Step 2: Write the condition for both events happening
For two independent events,
$$
P(E \cap F) = P(E) \times P(F).
$$
Given $P(E \cap F) = \frac{1}{12}$, this implies
$$
x \times y = \frac{1}{12}.
$$
Step 3: Write the condition for neither event happening
The probability that neither $E$ nor $F$ occurs is given by
$$
P(E' \cap F') = (1 - x)(1 - y).
$$
Since $P(E' \cap F') = \frac{1}{2}$, we have
$$
(1 - x)(1 - y) = \frac{1}{2}.
$$
Step 4: Expand and simplify the second condition
Expanding
$$
(1 - x)(1 - y) = 1 - x - y + xy = \frac{1}{2}.
$$
Using $xy = \frac{1}{12}$ from Step 2, substitute to get
$$
1 - x - y + \frac{1}{12} = \frac{1}{2}.
$$
Rearrange to find $x + y$:
$$
1 - \frac{1}{2} + \frac{1}{12} = x + y
\;\;\Longrightarrow\;\;
\frac{1}{2} + \frac{1}{12} = x + y
\;\;\Longrightarrow\;\;
x + y = \frac{7}{12}.
$$
Step 5: Solve the system of equations
We now have two equations:
$x + y = \frac{7}{12}$
$xy = \frac{1}{12}$
To solve, set $y = \frac{7}{12} - x$ and substitute into $xy = \frac{1}{12}$:
$$
x \left(\frac{7}{12} - x\right) = \frac{1}{12}.
$$
Multiply through by 12:
$$
12 \times x \left(\frac{7}{12} - x\right) = 1
\;\Longrightarrow\;
7x - 12x^2 = 1.
$$
Rearrange to a quadratic equation:
$$
12x^2 - 7x + 1 = 0.
$$
Solve using the quadratic formula $x = \frac{-b \pm \sqrt{b^2 - 4ac}}{2a}$, where $a=12, b=-7, c=1$:
$$
x = \frac{7 \pm \sqrt{(-7)^2 - 4 \cdot 12 \cdot 1}}{2 \cdot 12}
= \frac{7 \pm \sqrt{49 - 48}}{24}
= \frac{7 \pm 1}{24}.
$$
Thus,
$$
x = \frac{8}{24} = \frac{1}{3} \quad \text{or} \quad x = \frac{6}{24} = \frac{1}{4}.
$$
Correspondingly,
$$
y = \frac{7}{12} - x =
\begin{cases}
\frac{7}{12} - \frac{1}{3} = \frac{1}{4}, & \text{if } x = \frac{1}{3}, \\
\frac{7}{12} - \frac{1}{4} = \frac{1}{3}, & \text{if } x = \frac{1}{4}.
\end{cases}
$$
Step 6: Determine the ratio $P(E)/P(F)$
The pairs $(x, y)$ are either $(\tfrac{1}{3}, \tfrac{1}{4})$ or $(\tfrac{1}{4}, \tfrac{1}{3})$.

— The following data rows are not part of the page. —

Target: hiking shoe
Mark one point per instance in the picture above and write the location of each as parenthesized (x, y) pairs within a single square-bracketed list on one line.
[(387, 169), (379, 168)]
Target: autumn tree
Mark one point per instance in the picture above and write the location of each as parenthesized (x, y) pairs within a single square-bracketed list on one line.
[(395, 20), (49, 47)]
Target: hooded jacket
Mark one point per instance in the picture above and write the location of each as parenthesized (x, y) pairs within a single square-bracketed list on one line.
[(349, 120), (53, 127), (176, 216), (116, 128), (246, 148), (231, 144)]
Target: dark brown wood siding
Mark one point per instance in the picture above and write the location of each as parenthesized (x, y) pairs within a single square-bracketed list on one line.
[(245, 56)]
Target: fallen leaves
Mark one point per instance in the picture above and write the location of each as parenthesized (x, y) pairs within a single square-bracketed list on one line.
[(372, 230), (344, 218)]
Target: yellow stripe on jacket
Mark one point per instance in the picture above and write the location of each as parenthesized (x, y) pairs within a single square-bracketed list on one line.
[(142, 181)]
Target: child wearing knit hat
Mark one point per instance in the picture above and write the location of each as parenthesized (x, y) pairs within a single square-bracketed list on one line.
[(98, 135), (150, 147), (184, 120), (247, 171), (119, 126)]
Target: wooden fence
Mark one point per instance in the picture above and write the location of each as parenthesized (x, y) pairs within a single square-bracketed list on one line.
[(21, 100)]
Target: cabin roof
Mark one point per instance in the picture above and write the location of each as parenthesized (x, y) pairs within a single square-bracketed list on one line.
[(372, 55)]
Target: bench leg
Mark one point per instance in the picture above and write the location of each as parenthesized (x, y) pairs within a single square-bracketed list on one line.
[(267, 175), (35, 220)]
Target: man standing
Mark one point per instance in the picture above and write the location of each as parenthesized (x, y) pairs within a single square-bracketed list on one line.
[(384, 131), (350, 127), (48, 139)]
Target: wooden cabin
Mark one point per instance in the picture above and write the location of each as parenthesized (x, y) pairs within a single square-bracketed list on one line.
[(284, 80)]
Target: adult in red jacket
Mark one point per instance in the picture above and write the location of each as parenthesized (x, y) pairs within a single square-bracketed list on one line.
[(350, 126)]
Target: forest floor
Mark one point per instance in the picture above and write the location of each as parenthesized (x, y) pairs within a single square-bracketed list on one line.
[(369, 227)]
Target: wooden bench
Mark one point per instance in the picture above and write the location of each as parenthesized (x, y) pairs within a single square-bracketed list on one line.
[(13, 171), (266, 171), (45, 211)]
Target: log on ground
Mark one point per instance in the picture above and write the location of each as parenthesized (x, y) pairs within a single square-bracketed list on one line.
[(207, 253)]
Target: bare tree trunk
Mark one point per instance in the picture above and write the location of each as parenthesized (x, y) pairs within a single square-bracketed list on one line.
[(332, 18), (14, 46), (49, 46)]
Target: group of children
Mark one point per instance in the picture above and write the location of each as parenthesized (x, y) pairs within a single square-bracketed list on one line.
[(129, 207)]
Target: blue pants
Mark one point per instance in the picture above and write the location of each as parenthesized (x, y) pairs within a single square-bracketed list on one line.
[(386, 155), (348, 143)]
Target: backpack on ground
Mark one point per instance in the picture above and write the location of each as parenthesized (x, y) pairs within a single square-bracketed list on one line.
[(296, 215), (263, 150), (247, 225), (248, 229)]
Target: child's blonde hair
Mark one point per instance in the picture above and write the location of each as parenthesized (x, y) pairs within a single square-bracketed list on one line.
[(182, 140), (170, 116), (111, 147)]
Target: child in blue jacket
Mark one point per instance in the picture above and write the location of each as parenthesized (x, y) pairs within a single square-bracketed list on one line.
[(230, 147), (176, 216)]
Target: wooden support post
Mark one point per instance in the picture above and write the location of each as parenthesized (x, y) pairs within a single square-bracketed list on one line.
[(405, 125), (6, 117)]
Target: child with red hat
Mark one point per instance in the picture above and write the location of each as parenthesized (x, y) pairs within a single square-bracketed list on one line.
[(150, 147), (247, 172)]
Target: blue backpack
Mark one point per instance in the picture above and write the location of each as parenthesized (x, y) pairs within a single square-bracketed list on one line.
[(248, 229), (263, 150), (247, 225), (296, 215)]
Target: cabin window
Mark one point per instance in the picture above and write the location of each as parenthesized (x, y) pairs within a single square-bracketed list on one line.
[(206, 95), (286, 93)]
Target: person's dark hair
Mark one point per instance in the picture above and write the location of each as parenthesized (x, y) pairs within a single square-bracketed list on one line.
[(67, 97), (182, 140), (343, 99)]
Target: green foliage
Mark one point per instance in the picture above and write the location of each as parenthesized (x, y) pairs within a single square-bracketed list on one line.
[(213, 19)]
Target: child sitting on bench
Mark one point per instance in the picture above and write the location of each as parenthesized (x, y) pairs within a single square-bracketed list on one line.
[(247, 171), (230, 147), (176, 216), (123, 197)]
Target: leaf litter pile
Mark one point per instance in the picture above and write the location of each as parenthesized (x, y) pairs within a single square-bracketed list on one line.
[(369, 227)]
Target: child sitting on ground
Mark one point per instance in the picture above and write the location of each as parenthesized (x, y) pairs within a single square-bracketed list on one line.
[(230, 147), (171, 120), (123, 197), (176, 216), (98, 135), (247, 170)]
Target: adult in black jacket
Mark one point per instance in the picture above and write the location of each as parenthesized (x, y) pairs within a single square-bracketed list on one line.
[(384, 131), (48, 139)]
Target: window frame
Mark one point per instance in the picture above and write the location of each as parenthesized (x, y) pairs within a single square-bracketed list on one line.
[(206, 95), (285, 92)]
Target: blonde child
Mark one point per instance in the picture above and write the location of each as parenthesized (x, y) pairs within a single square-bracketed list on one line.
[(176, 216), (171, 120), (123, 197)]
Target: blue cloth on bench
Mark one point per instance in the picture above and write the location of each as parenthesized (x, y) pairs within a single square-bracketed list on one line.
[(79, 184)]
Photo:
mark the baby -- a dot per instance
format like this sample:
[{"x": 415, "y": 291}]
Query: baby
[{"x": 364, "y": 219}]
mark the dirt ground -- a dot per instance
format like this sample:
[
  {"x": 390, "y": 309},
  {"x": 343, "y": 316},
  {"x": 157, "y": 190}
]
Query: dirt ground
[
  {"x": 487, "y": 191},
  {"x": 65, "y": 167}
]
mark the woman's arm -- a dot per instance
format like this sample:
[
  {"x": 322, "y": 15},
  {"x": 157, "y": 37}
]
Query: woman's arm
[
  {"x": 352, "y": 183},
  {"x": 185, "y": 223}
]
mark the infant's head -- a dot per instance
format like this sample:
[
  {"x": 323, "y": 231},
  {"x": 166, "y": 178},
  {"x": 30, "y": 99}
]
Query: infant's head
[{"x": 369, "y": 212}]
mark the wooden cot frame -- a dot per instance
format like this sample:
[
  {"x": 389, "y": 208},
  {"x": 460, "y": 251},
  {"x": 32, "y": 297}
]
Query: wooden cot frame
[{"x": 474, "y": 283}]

For $x = \frac{1}{3}$ and $y = \frac{1}{4}$,
$$
\frac{P(E)}{P(F)} = \frac{x}{y} = \frac{\frac{1}{3}}{\frac{1}{4}} = \frac{4}{3}.
$$
Hence,
$$
\frac{P(E)}{P(F)} = \frac{4}{3}.
$$
Answer
The correct value of $\frac{P(E)}{P(F)}$ is $\frac{4}{3}$.